From 44c6ff119e50a128cf300c63cc19d24b66548307 Mon Sep 17 00:00:00 2001
From: Gabriel Studer <gabriel.studer@unibas.ch>
Date: Thu, 28 Jul 2022 09:53:38 +0200
Subject: [PATCH] lDDT: simplify handling of views attached to sequences
---
modules/mol/alg/pymod/chain_mapping.py | 78 ++++++++++++--------------
1 file changed, 36 insertions(+), 42 deletions(-)

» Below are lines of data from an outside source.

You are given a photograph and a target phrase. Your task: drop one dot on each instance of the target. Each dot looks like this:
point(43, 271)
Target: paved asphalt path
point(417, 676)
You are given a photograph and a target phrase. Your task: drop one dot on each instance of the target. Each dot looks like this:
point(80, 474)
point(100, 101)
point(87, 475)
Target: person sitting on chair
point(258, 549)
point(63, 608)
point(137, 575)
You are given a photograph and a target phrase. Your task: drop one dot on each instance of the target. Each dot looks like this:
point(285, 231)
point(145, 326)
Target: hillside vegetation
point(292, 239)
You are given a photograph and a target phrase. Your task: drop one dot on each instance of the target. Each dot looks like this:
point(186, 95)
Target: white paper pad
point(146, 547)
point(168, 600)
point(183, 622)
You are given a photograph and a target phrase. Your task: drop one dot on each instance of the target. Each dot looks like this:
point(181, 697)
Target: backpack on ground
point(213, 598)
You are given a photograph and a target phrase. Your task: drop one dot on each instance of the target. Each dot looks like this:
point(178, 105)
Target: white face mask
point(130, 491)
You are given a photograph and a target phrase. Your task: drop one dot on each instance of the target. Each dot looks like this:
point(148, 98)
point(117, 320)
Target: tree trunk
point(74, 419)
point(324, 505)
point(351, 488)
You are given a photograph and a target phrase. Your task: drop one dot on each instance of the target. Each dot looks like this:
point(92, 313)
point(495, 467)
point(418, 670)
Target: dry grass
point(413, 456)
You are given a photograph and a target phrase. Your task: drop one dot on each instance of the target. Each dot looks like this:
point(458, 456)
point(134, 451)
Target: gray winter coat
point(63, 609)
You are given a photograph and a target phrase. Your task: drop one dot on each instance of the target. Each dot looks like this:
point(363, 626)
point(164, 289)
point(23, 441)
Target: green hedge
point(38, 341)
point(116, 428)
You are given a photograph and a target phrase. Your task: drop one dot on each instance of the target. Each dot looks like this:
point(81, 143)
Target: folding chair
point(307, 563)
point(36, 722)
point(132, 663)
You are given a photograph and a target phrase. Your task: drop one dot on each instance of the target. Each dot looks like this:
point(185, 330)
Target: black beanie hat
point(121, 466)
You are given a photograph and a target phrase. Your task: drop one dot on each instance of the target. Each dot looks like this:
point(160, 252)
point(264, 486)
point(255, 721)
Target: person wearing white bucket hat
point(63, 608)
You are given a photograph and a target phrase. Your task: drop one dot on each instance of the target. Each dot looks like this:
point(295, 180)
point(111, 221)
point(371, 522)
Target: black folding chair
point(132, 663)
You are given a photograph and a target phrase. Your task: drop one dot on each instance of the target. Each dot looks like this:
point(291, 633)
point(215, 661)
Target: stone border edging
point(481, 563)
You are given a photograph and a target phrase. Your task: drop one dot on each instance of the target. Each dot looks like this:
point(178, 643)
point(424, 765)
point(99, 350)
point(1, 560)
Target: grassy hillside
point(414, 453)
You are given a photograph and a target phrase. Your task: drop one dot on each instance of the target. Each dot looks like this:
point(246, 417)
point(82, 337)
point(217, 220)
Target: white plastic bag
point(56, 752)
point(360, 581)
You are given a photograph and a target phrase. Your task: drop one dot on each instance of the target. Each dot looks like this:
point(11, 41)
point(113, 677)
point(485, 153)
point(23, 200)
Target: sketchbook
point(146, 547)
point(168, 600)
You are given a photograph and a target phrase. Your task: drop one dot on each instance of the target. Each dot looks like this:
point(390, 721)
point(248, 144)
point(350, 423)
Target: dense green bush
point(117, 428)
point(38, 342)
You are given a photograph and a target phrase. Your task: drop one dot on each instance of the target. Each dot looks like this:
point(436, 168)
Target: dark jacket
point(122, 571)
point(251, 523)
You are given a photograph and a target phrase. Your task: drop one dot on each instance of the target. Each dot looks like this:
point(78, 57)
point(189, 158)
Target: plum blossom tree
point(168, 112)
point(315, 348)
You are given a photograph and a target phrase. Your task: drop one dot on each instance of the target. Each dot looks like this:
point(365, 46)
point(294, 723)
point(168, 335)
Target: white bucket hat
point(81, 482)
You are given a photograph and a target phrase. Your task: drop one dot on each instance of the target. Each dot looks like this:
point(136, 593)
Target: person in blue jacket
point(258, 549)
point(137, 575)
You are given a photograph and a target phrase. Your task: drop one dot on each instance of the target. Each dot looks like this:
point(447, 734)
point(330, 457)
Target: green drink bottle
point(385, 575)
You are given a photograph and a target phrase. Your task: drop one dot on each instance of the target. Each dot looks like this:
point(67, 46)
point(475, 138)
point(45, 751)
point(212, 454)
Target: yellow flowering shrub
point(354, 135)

diff --git a/modules/mol/alg/pymod/chain_mapping.py b/modules/mol/alg/pymod/chain_mapping.py
index 7f10bbb4d..839a84187 100644
--- a/modules/mol/alg/pymod/chain_mapping.py
+++ b/modules/mol/alg/pymod/chain_mapping.py
@@ -137,6 +137,9 @@ class ChainMapper:
def polypep_seqs(self):
"""Sequences of peptide chains in :attr:`~target`
+ Respective :class:`EntityView` from *target* for each sequence s are
+ available as ``s.GetAttachedView()``
+
:type: :class:`ost.seq.SequenceList`
"""
return self._polypep_seqs
@@ -145,6 +148,9 @@ class ChainMapper:
def polynuc_seqs(self):
"""Sequences of nucleotide chains in :attr:`~target`
+ Respective :class:`EntityView` from *target* for each sequence s are
+ available as ``s.GetAttachedView()``
+
:type: :class:`ost.seq.SequenceList`
"""
return self._polynuc_seqs
@@ -168,7 +174,8 @@ class ChainMapper:
def chem_group_alignments(self):
"""MSA for each group in :attr:`~chem_groups`
- Sequences in MSAs exhibit same order as in :attr:`~chem_groups`
+ Sequences in MSAs exhibit same order as in :attr:`~chem_groups` and
+ have the respective :class:`EntityView` from *target* attached.
:getter: Computed on first use (cached)
:type: :class:`ost.seq.AlignmentList`
@@ -188,6 +195,9 @@ class ChainMapper:
def chem_group_ref_seqs(self):
"""Reference (longest) sequence for each group in :attr:`~chem_groups`
+ Respective :class:`EntityView` from *target* for each sequence s are
+ available as ``s.GetAttachedView()``
+
:getter: Computed on first use (cached)
:type: :class:`ost.seq.SequenceList`
"""
@@ -196,8 +206,7 @@ class ChainMapper:
for a in self.chem_group_alignments:
s = seq.CreateSequence(a.GetSequence(0).GetName(),
a.GetSequence(0).GetGaplessString())
- if a.GetSequence(0).HasAttachedView():
- s.AttachView(a.GetSequence(0).GetAttachedView())
+ s.AttachView(a.GetSequence(0).GetAttachedView())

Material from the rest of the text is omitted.